Steinmeier baut Brücken für Regierungsbildung

Richard A. Fuchs
30. November 2017

In kleiner Runde versuchte der Bundespräsident, die Spitzen von CDU, CSU und SPD zu Koalitionsgesprächen zu bewegen. Doch ein Bündnis aus zankenden Wahlverlierern zu formen, ist nicht leicht. Ob es klappt: weiter offen.

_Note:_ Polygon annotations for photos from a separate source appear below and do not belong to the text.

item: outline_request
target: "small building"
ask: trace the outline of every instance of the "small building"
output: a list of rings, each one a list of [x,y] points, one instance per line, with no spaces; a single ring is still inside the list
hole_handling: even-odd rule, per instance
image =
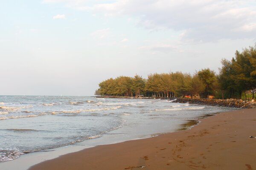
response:
[[[184,97],[185,98],[191,98],[191,96],[190,95],[186,95]]]
[[[209,99],[214,99],[214,96],[213,95],[208,95],[208,98]]]

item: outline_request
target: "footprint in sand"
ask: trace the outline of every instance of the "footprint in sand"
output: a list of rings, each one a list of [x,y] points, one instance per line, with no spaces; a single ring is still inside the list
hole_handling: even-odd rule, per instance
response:
[[[250,166],[250,164],[245,164],[245,166],[246,166],[246,167],[247,167],[247,169],[248,170],[252,170],[253,169],[253,168],[252,168],[252,166]]]
[[[148,160],[148,156],[145,156],[143,157],[142,158],[141,158],[142,159],[143,159],[145,161],[147,161]]]

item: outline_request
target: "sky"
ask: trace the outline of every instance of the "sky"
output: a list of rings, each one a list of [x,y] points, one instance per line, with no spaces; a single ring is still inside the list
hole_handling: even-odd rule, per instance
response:
[[[256,1],[0,1],[0,95],[90,96],[110,77],[218,72],[256,42]]]

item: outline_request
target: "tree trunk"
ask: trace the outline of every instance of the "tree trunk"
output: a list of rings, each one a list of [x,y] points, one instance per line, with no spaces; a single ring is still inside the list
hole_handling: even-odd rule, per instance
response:
[[[221,96],[222,96],[222,100],[224,99],[224,94],[223,94],[223,91],[221,90]]]

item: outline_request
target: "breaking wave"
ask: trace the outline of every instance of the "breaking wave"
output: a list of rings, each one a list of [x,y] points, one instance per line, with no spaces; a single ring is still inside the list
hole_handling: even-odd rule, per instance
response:
[[[76,113],[81,112],[93,112],[97,111],[103,111],[103,110],[116,110],[119,108],[120,108],[121,106],[113,107],[112,108],[101,108],[99,109],[80,109],[77,110],[62,110],[59,111],[55,111],[52,112],[52,114],[55,114],[58,113]]]
[[[25,116],[8,116],[8,117],[0,117],[0,120],[6,120],[6,119],[10,119],[24,118],[26,117],[37,117],[39,116],[45,115],[46,114],[47,114],[45,113],[41,113],[40,114],[38,114],[38,115],[32,114],[32,115],[25,115]]]
[[[0,114],[8,114],[8,112],[4,111],[4,112],[0,112]]]
[[[0,162],[16,159],[23,154],[18,150],[3,150],[0,148]]]
[[[191,107],[185,108],[174,108],[170,109],[155,109],[155,111],[167,111],[167,110],[192,110],[192,109],[202,109],[204,108],[204,107]]]
[[[9,107],[9,106],[0,106],[0,109],[2,109],[7,111],[17,111],[21,109],[32,108],[32,106],[24,106],[21,107]]]

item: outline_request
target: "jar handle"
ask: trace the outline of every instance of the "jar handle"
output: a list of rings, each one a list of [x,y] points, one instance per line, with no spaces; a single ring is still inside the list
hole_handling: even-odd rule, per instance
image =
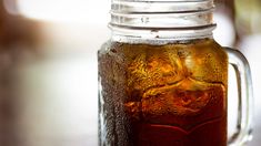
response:
[[[238,121],[237,132],[229,137],[229,146],[241,146],[252,138],[253,88],[251,71],[244,55],[234,49],[224,48],[229,63],[233,66],[238,84]]]

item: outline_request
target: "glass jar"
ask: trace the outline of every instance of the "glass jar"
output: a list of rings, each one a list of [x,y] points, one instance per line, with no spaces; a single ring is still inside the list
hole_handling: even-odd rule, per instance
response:
[[[111,39],[98,52],[99,145],[225,146],[251,137],[244,56],[212,38],[212,0],[112,0]],[[228,66],[239,87],[228,138]]]

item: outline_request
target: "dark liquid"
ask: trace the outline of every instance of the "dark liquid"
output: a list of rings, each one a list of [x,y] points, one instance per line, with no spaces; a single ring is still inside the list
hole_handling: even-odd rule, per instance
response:
[[[225,146],[225,53],[212,40],[99,53],[100,145]]]

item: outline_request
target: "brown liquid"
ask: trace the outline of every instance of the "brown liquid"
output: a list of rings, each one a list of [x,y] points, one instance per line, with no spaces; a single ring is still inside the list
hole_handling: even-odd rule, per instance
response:
[[[228,59],[213,40],[99,52],[100,145],[225,146]]]

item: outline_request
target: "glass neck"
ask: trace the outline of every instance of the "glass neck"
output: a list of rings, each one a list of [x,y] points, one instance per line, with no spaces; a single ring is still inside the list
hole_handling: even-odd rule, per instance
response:
[[[112,0],[113,41],[212,38],[212,0]]]

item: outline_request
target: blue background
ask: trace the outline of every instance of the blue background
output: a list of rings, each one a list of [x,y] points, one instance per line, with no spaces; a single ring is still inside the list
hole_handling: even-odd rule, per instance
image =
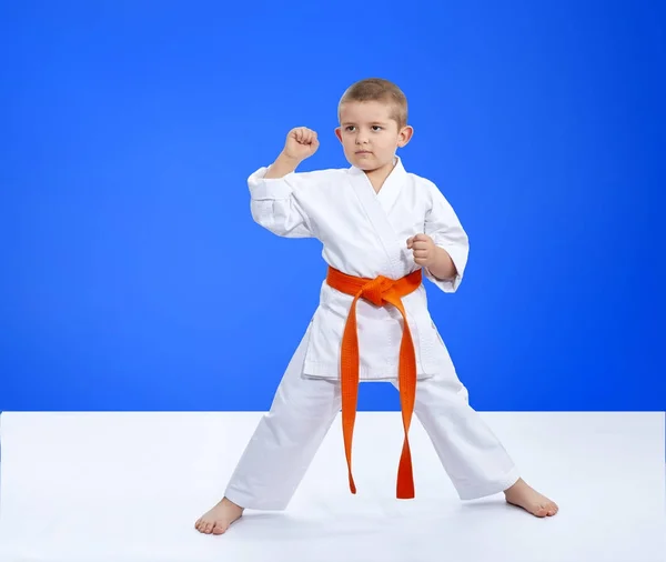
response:
[[[268,409],[325,265],[246,178],[296,126],[302,170],[346,167],[337,100],[375,76],[471,238],[428,293],[472,404],[665,410],[658,4],[4,2],[0,410]]]

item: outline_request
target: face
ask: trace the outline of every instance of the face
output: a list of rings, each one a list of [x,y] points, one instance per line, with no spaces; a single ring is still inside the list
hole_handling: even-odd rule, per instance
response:
[[[340,109],[335,134],[347,161],[366,172],[393,168],[395,151],[412,138],[412,128],[398,128],[392,107],[380,101],[350,101]]]

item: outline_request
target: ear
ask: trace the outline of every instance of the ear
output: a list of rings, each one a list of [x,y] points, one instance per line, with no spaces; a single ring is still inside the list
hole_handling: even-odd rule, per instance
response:
[[[403,148],[412,140],[414,136],[414,128],[411,126],[405,126],[401,129],[400,133],[397,133],[397,145]]]

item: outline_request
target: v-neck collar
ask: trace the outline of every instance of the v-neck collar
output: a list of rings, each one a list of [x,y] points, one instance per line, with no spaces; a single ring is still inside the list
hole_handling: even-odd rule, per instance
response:
[[[361,170],[361,168],[352,165],[350,168],[350,172],[353,175],[362,177],[362,179],[367,185],[367,189],[372,190],[372,193],[376,197],[377,201],[385,210],[389,210],[395,201],[395,199],[397,198],[397,194],[401,188],[404,185],[405,178],[407,175],[407,172],[405,171],[404,165],[402,163],[402,159],[400,157],[395,157],[395,165],[393,167],[393,170],[391,170],[391,173],[387,175],[387,178],[384,180],[384,183],[382,184],[382,188],[377,193],[374,187],[372,185],[370,178],[363,170]]]

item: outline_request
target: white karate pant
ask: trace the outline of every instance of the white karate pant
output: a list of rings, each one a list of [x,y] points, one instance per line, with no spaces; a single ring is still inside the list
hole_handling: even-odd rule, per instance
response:
[[[286,509],[340,412],[340,382],[302,373],[306,338],[228,484],[224,495],[242,508]],[[502,492],[518,480],[512,459],[470,407],[457,377],[417,381],[414,413],[461,500]]]

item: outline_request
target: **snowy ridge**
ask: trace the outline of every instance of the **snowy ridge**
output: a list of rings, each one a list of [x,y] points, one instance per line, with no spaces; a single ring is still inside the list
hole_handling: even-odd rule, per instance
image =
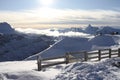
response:
[[[113,46],[119,47],[120,36],[96,36],[94,38],[81,38],[81,37],[65,37],[52,47],[38,53],[35,56],[41,56],[42,58],[51,58],[64,56],[66,52],[79,52],[79,51],[91,51],[104,48],[110,48]],[[36,59],[35,56],[29,57],[29,59]]]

Steinmeier lädt zu GroKo-Gesprächen ein
Bild: picture-alliance/Bundesregierung/G. Bergmann

Wann bekommt Deutschland endlich eine neue Regierung? Diese Frage lässt sich auch nach dem abendlichen Spitzentreffen im Schloss Bellevue nicht wirklich beantworten. Bundespräsident Frank-Walter Steinmeier hatte die Vorsitzenden von CDU, CSU und SPD in seinen Amtssitz geladen. Rund zwei Stunden lotete er mit Bundeskanzlerin Angela Merkel, CSU-Chef Horst Seehofer und dem SPD-Vorsitzenden Martin Schulz aus, ob mit einer Neuauflage der Großen Koalition Neuwahlen noch abgewendet werden können. Ob Bewegung in die festgefahrene Regierungsbildung kam, ist zur Stunde noch offen. Erwartungsgemäß wurden am Abend keine Details öffentlich.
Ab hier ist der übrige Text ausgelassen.